A slotted waveguide has no reflector but emits directly through the slots. The spacing of
the slots is critical and is a multiple of the wavelength used for transmission and
reception. The effect of this geometry is to form a high gain antenna that is highly
directional in the plane of the antenna. Without augmentation, a slotted waveguide is
not as efficient as a parabolic reflector, lacking an ability to focus in the vertical plane,
but is much more durable and is less expensive to construct. The antenna’s vertical
focus is usually enhanced by the application of a microwave lens attached to the front of
the antenna. Just as the companion slotted waveguide, is a one dimensional device, it
too may be made relatively cheaply as compared to a parabolic reflector and feed horn.

Magic Tee

A magic Tee (or magic T or hybrid tee) is a hybrid or 3 dB coupler used in microwave
systems. It is an alternative to the rat-race coupler. In contrast to the rate race, the
three-dimensional structure of the magic tee makes it less readily constructed in planar
technologies such as microstrip or stripline.

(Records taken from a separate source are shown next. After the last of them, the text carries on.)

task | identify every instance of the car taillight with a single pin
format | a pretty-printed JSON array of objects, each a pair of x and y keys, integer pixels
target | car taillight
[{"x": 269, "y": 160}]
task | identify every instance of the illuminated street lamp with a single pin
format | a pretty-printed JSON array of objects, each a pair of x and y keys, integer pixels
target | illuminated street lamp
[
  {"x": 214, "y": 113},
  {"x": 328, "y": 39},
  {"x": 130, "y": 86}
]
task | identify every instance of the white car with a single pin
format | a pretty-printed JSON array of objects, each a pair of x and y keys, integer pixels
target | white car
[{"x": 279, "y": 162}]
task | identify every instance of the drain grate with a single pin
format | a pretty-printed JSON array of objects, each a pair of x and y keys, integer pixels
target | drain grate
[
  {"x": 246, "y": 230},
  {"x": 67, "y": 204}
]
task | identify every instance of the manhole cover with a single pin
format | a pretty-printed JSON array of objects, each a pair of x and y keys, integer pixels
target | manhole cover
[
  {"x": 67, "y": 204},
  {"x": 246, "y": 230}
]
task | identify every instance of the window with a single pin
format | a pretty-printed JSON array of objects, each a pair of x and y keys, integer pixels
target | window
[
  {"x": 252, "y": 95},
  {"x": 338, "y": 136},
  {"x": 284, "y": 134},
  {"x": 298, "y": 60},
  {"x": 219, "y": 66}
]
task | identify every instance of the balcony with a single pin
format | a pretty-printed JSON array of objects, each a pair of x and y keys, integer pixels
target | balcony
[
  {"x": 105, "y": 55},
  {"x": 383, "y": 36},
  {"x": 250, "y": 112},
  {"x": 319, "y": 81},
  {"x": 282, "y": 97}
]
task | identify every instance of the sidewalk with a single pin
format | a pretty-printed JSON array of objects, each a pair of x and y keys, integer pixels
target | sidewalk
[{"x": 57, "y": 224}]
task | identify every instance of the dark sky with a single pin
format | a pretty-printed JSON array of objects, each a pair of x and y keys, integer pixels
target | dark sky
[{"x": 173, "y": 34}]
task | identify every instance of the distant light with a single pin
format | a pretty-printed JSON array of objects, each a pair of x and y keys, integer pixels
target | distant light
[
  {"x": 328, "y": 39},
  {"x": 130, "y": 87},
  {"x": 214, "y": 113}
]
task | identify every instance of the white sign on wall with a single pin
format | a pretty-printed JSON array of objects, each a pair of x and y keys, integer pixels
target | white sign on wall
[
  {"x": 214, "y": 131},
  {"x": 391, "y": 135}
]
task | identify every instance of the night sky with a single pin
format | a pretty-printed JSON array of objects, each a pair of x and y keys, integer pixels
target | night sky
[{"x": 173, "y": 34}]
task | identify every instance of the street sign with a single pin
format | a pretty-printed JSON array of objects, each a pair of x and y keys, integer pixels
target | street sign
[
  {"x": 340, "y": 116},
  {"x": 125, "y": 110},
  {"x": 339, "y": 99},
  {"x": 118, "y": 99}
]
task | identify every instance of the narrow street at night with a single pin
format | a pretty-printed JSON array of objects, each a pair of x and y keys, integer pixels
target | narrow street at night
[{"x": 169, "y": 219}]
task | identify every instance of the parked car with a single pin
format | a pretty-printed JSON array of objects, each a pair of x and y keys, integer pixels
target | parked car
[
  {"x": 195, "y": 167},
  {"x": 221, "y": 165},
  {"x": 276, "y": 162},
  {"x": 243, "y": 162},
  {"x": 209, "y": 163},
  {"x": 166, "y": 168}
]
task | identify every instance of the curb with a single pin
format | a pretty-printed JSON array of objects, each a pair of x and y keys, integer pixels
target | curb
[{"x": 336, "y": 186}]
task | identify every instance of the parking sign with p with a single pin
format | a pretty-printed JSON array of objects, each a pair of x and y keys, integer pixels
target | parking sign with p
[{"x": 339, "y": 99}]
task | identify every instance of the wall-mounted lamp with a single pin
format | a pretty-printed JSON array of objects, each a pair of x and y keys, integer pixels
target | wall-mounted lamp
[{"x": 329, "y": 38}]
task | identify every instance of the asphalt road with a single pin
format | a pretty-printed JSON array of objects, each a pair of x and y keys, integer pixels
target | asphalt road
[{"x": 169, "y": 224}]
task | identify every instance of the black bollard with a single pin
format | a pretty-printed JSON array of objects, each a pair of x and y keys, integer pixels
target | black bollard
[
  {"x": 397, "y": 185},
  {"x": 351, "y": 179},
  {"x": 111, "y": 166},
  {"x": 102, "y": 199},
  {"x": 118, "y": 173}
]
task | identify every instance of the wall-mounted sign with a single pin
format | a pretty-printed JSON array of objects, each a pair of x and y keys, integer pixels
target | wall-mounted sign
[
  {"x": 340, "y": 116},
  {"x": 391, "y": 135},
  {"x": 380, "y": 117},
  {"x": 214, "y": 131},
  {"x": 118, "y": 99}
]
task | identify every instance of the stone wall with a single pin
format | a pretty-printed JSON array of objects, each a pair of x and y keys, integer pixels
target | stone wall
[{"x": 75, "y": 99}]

Study of microwave sources using reflex Klystron

In the reflex Klystron (also known as a ‘Sutton’ klystron, after its inventor), the electron
beam passes through a single resonant cavity. The electrons are fired into one end of
the tube by an electron gun. After passing through the resonant cavity they are reflected
by a negatively charged reflector electrode for another pass through the cavity, where
they are then collected. The electron beam is velocity modulated when it first passes
through the cavity. The formation of electron bunches takes place in the drift space
between the reflector and the cavity. The voltage of the reflector must be adjusted so
that the bunching is at a maximum as the electron beam re-enters the resonant cavity,
thus ensuring a maximum of energy is transferred from the electron beam to the RF
oscillations in the cavity. The voltage should always be switched on before providing the
input to the reflex klystron as the whole function of the reflex klystron would be
destroyed if the supply is provided after the input. The reflector voltage may be varied
slightly from the optimum value, which results in some loss of output power, but also in
a variation in frequency. This effect is used to good advantage for automatic frequency
control in receivers, and in frequency modulation for transmitters. The level of
modulation applied for transmission is small enough the the power output essentially
remains constant. At regions far from the optimum voltage, no oscillations are obtained
at all. This tube is called a reflex klystron because it repels the input supply or performs
the opposite function of a klystron.

Reflex Klystron
Power Supply Tunable Probe with VSWR Meter
Detector Mount

Frequency Meter
Ammeter
Reflex Klystron

Slotted Waveguide
Isolator section
Matched Load with
Detector

Variable Attenuator

[ BLOCK DIAGRAM]

Study of microwave sources using Gunn Oscillator

A Gunn diode, also known as a transferred electron device (TED), is a form of diode
high frequency electronics. It is somewhat unusual in that it consists only of N-doped
semiconductor material, whereas most diodes consist of both P and N-doped regions.
In the Gunn diode, three regions exist: two of them are heavily N-doped on each
terminal, with a thin layer of lightly doped material in between. When a voltage is
applied to the device, the electrical gradient will be largest across the thin middle layer.
Conduction will take place as in any conductive material with current being proportional
to the applied voltage. Eventually, at higher field values, the conductive properties of the
middle layer will be altered, increasing its resistivity and reducing the gradient across it,
preventing further conduction and current actually starts to fall down. In practice, this
means a Gunn diode has a region of negative differential resistance.

The Gunn diode is based on the Gunn effect, and both are named for the physicist J.B.
Gunn who, at IBM in 1962, discovered the effect because he refused to accept
inconsistent experimental results in Gallium arsenide as “noise”.